Gerade jetzt ist ganz Israel empört über den Verdacht, dass die großen
chemischen Fabriken in der wunderschönen Bucht von Haifa für die vielen
Krebsfälle unter den dort heimischen Kindern verantwortlich sind. Und der
Minister? Ich weiß nicht einmal, wer dies ist.
ICH
ERINNERE mich an ein krasses Beispiel.
Als
1990, Ehud Barak, der Führer der Labor-Partei, einen überwältigenden Wahlsieg
über Benjamin Netanjahu errungen hatte, und er seine Ministerliste
veröffentlichte, war es ein Schock.
Was wie
ein sadistischer Streich aussah: Barack ernannte all die falschen Leute für die
falschen Jobs. Der freundliche Professor für Geschichte Shlomo Ben Ami wurde
Minister der Polizei, wo er elendiglich scheiterte. Yossi Beilin, der sich als
bedeutender Staatsmann betrachtete, wurde ins Justizministerium geschickt, usw.
Nun mag
etwas Ähnliches geschehen. Likuds Moshe Yaalon, gewöhnlich als „Bock“ angesehen
wird im Amt bleiben. Keine regierende Partei wird jemals das
Verteidigungsministerium aufgeben.
Die Wahl
von Kahlon als Finanzminister könnte vernünftig sein – aber dies wird Netanjahu
aufgenötigt, da er ohne Kahlon keine Regierung hat.
Avigdor
Lieberman scheint ein „Kushan“ auf das Außenministerium zu haben, (ein Kusham
war ein Zertifikat für Besitz in den guten alten Tagen des Ottomanischen
Reiches) Nachdem er von seinen Wählern bei der Wahl vernichtend geschlagen wurde
(seine Partei verlor die meisten ihrer Sitze) bestand Netanjahu darauf, dass er
in seinem Job bleibt, in dem er eine Katastrophe war. Viele Außenminister in
aller Welt weigern sich, ihn zu treffen, indem sie ihn als Beinah-Faschisten
ansehen. Er war stolz auf seine Freundschaft mit Vladimir Putin, aber jetzt, wo
Russland versprach, seine unübertroffenen Boden-Luft- Raketen an den Iran zu
liefern, setzte dies Netanjahus Träumen, Irans nukleare Orte zu bombardieren,
ein Ende.
Dies
lässt für Naftali Bennet, den extrem-rechten „natürlichen Verbündeten“ von
Netanjahu, nichts übrig, und in diesem Moment sind die Koalitions-Erbauer eifrig
dabei, das Wirtschaftsministerium zu erweitern, um ihn damit zu trösten.
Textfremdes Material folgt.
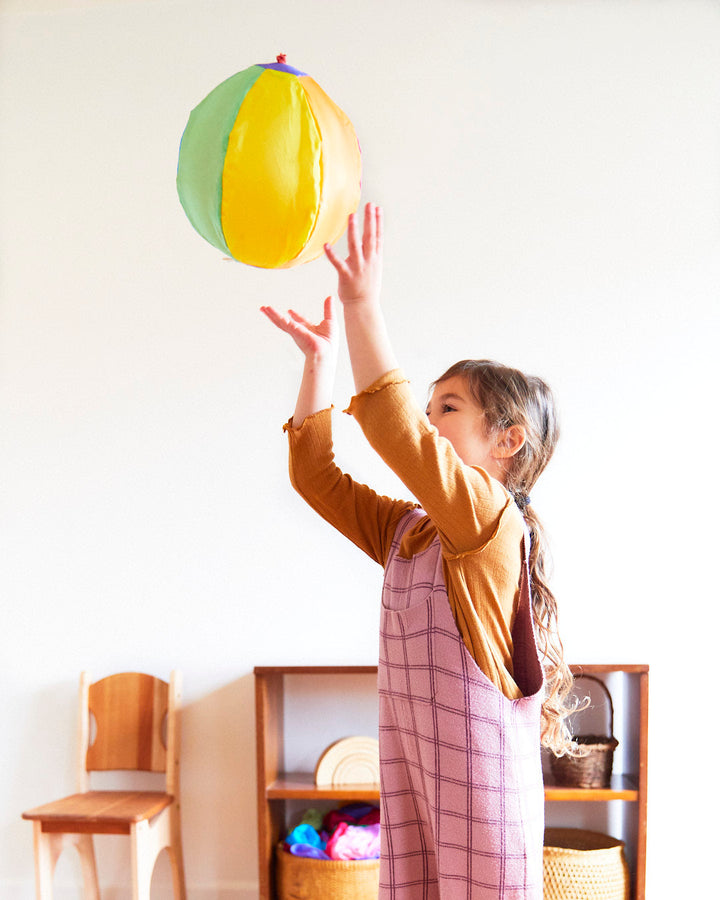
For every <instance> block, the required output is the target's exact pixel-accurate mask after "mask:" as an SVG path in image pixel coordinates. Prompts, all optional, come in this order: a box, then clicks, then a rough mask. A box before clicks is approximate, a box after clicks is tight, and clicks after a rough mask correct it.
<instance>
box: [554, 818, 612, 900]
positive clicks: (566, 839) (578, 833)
mask: <svg viewBox="0 0 720 900" xmlns="http://www.w3.org/2000/svg"><path fill="white" fill-rule="evenodd" d="M624 847H625V843H624V842H623V841H619V840H617V838H613V837H610V836H609V835H607V834H600V833H599V832H597V831H583V830H581V829H579V828H547V829H546V830H545V846H544V848H543V900H629V897H630V875H629V872H628V866H627V861H626V859H625V852H624Z"/></svg>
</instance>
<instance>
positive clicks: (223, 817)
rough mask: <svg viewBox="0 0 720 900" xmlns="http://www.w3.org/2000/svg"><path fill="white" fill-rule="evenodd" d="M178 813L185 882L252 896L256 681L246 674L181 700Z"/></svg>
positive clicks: (204, 888) (255, 867)
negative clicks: (180, 825) (251, 894)
mask: <svg viewBox="0 0 720 900" xmlns="http://www.w3.org/2000/svg"><path fill="white" fill-rule="evenodd" d="M181 727H182V765H181V774H180V785H181V803H182V807H181V813H182V817H183V826H182V827H183V842H184V850H185V870H186V871H185V875H186V879H187V883H188V888H190V887H191V886H192V889H193V894H196V895H197V896H198V897H201V896H204V895H205V891H207V894H208V896H212V897H218V898H221V897H223V896H224V892H225V891H227V893H228V896H229V895H232V896H233V897H235V898H237V897H238V892H240V895H241V896H244V895H245V892H246V891H247V892H248V896H250V895H251V891H254V892H255V894H257V825H256V823H257V819H256V816H257V803H256V781H255V683H254V678H253V675H252V673H251V672H249V673H248V674H247V675H243V676H242V677H240V678H238V679H237V680H236V681H233V682H230V683H229V684H227V685H225V686H224V687H221V688H218V689H217V690H216V691H213V692H212V693H210V694H206V695H205V696H204V697H202V698H200V699H198V700H194V701H193V702H191V703H187V704H186V705H184V706H183V709H182V717H181Z"/></svg>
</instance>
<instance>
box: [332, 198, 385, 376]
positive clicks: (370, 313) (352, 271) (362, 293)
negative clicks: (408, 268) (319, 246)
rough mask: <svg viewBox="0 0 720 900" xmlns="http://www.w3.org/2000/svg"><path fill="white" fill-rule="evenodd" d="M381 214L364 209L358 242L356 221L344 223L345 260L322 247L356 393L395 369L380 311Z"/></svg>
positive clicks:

Mehrere
Funktionen müssen zusammengescharrt werden,
egal, ob dies nützlich ist oder nicht.
Ist das
gut? Eine effiziente Regierung? Nun …
DIE
WURZEL der Malaise ist die Verbindung von zwei sehr verschiedenen Talenten in
unserm demokratischen System – und nicht
nur in unserem.
In
diesem System werden Politiker Minister. Das scheint ganz natürlich. Tatsächlich
ist es das nicht.
Politiker sind angeblich hoch motiviert, hoch intelligent, hoch begabte
Verwalter. Tatsächlich sind sie es nicht.
Im
Gegensatz zur landläufigen Weisheit ist Politik ein Beruf. Man sagt, es sei ein
Beruf für jene, die keine Talente haben. Aber das stimmt nicht ganz. Politiker
benötigen bestimmte Begabungen, aber diese haben nichts mit denen zu tun, die
von einem Abteilungsleiter verlangt werden.
Ein
Politiker muss in der Lage sein, jahrelang sich endlos leere Reden von
Partei-Schreiberlingen anzuhören, an endlos langen Zusammenkünften teilzunehmen,
Mitglied endloser Komitees zu sein. Er muss bereit sein, Leuten zu schmeicheln,
die er verachtet, an Hochzeiten und Beerdigungen teilzunehmen und bei all diesen
Ereignissen totlangweilige Reden zu halten.
Danach,
wenn er die Spitze erreicht hat, wird er auf einmal aufgefordert, das
Gesundheitsministerium zu leiten – ohne irgendwelche Qualifikation auf diesem
Gebiet. Hier ist es, wo der sprichwörtliche Hund begraben liegt.
In
Großbritannien hat man eine Lösung gefunden: Das Ministerium wird tatsächlich
von Berufsbeamten geführt. Der
Minister, der oft ein Objekt stiller
Belustigung ist, hat nur mit dem Beschaffen der Geldmittel zu tun. Man sehe sich
nur die lustige TV-Serie „Ja, Minister!“ an.
Ein ganz
anderes System herrscht in den US. Die Menschen wählen einen Präsidenten, und er
allein ernennt die Minister, die häufig überhaupt keine Politiker sind. So kann
er Experten mit erwiesenen Fähigkeiten ernennen.
In
Israel kombinieren wir das schlechteste aller Systeme. Alle Minister sind
Partei-Politiker. Sie bringen ihre Strohmänner mit, die die Hauptpositionen in
den Ministerien besetzen.
Eine
Folge dieses Systems ist, dass verschiedene Ministerien verschiedenen Parteien
angehören. Das macht ein gemeinsames Planen fast unmöglich – abgesehen von der
Tatsache, dass Israelis im Allgemeinen nicht in der Lage sind, etwas zu planen.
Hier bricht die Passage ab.